Nada mencoba mencari keberadaan mahasiswa baru yang amat ia kenal, Astra Dwi Anggoro. Nada tidak menemukannya di hari pertama masuk kuliah semester ganjil. Kantin, saung, ruang kelas, lab komputer, lab kimia, sampai ke ruang jurusan pun, ia tidak menemukan pujaan hatinya.
Nada melangkah gontai. Misinya hari ini tidak berhasil. Pertanyaan muncul lagi dalam benaknya, ”Sebenarnya Astra serius nggak sih ngejar aku, kenapa hingga detik ini dia belum menemui aku? Seharusnya dia tahu keberadaan aku!”
Hari kedua hingga hari keempat, Nada tidak menemukan Astra di kampusnya. Sampai pada hari kelima saat solat Jumat, ia melihat Astra menitipkan ranselnya pada seorang gadis berkuncir dua. Nada menghampirinya, menjabat tangan gadis itu, dan memperkenalkan dirinya.
”Hai, namaku Nada. Kamu anak baru, ya? TGP UI juga? Satu kelas dengan Astra?” Gadis itu menganggukkan kepala seraya menjabat tangan Nada.
”Iya, Saya Lindita. Kak Nada, guru les privatnya Astra, ya?”
”Lho kok kamu tahu?”
”Astra sering cerita tentang Kak Nada. Pokoknya Astra kagum banget sama kakak.”

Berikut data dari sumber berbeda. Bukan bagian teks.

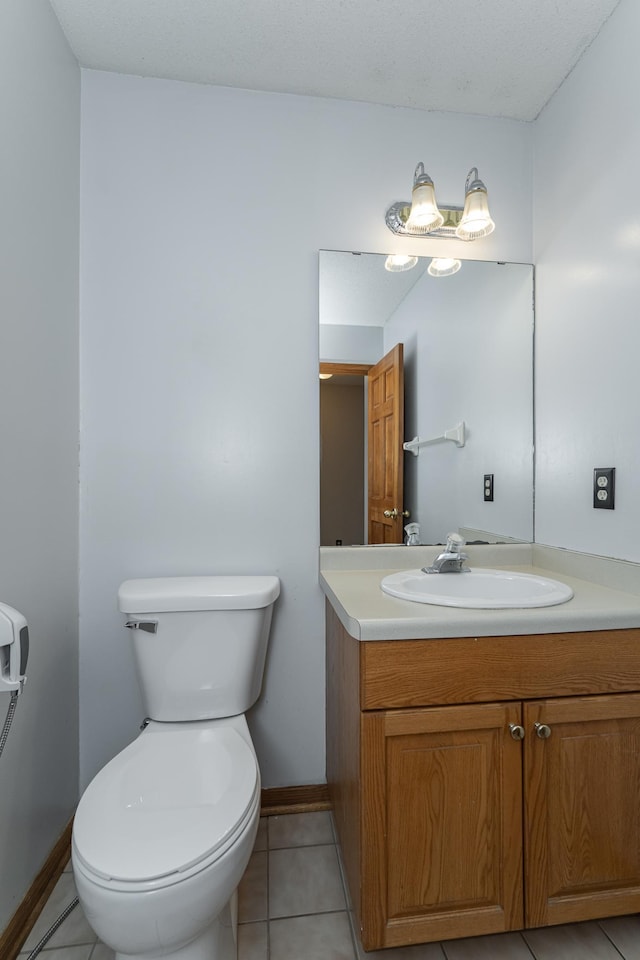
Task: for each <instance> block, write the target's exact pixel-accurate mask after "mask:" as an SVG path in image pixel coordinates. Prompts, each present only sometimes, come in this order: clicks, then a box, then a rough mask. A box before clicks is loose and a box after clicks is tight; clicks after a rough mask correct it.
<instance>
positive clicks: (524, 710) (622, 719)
mask: <svg viewBox="0 0 640 960" xmlns="http://www.w3.org/2000/svg"><path fill="white" fill-rule="evenodd" d="M635 691H640V630H620V631H595V632H589V633H573V634H554V635H550V636H543V637H539V636H528V637H481V638H460V639H450V640H410V641H366V642H362V643H361V642H359V641H357V640H354V639H353V638H352V637H351V636H349V634H348V633H347V632H346V631H345V630H344V628H343V627H342V624H341V623H340V621H339V620H338V618H337V616H336V614H335V612H334V611H333V608H332V607H331V606H330V605H329V604H328V605H327V780H328V782H329V786H330V791H331V797H332V802H333V809H334V816H335V820H336V827H337V830H338V834H339V839H340V846H341V852H342V857H343V862H344V868H345V873H346V876H347V881H348V886H349V890H350V894H351V899H352V907H353V909H354V912H355V914H356V917H357V922H358V924H359V928H360V931H361V937H362V942H363V946H364V948H365V949H366V950H374V949H380V948H383V947H393V946H403V945H407V944H411V943H422V942H429V941H434V940H444V939H450V938H456V937H464V936H476V935H480V934H487V933H497V932H501V931H505V930H518V929H523V928H525V927H537V926H545V925H548V924H556V923H565V922H570V921H578V920H585V919H593V918H596V917H603V916H612V915H619V914H624V913H632V912H636V911H638V910H640V693H638V692H635ZM536 725H538V726H536ZM522 733H523V734H524V735H523V737H522V739H520V735H521V734H522Z"/></svg>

Mendengar kalimat terakhir dari Lindita, hati Nada langsung berbunga-bunga. Warna merah jambu yang selama ini tertutup warna kelabu mulai membingkai lagi hatinya. Ia merasa sebentar lagi misinya akan berhasil.
Tak lama kemudian Astra keluar dari masjid dan menghampirinya.
”Hai Nad, pakabar?”
Nada mati gaya saat Astra memanggilnya tanpa kata ’Kak’ seperti janjinya dua bulan yang lalu.
”Baik, kamu?”
”Baik juga. Oh ya Nad, kenalin ini Lindita. Kami baru jadian dua minggu yang lalu. Atau barusan kalian sudah saling kenalan, ya?”
Nada dan Lindita menganggukkan kepala hampir bersamaan.
Dalam sekejap, langit siang yang cerah tiba-tiba berubah menjadi mendung dalam penglihatan Nada.
”Lindita, kami baru jadian dua minggu yang lalu...”
Bunga-bunga yang barusan bermekaran tiba-tiba layu seketika. Warna merah jambu yang barusan membingkai hatinya berubah jadi kelabu.
 Ambassador Bridge antara Detroit dan Windsor AS-Kanada tidak akan pernah muncul lagi di kehidupan kita. Sekarang hapuslah namaku dari hatimu, begitu pun akan kuhapus namamu dalam hatiku. Tak perlu pedulikan lagi. Ambassador Bridge dijaga atau tidak dijaga sama sekali, yang jelas tidak akan pernah ada nama kita lagi di sana.”
***
@NaministPopy
Terima kasih kepada RAN yang bersedia mengomentari cerpen saya.

Asta bilang, "Cerpennya asik, kebetulan aku orang yang hobi baca cerpen. Alur ceritanya juga ringan, bisa diterima dan gampang dicerna pembaca. Aku suka dengan cerpen ini, bahasa sastranya ringan. Mungkin bisa dipakai menjadi inspirasi untuk lagu. Hehehe..."
Wah, saya tunggu lagu tentang Astra dan Nada ya.

Nino bilang, "Ceritanya memang asik, seputar cinta yang terlarang, antara guru privat dan anak didiknya, sayang endingnya nggak happy. Padahal menurutku nggak ada salahnya kok kalau akhirnya mereka happy ending, toh usia mereka hanya terpaut dua tahun. Bahasanya ringan, cocok banget dibaca remaja."
Baiklah, lain kali saya menulis cerpen yang happy ending.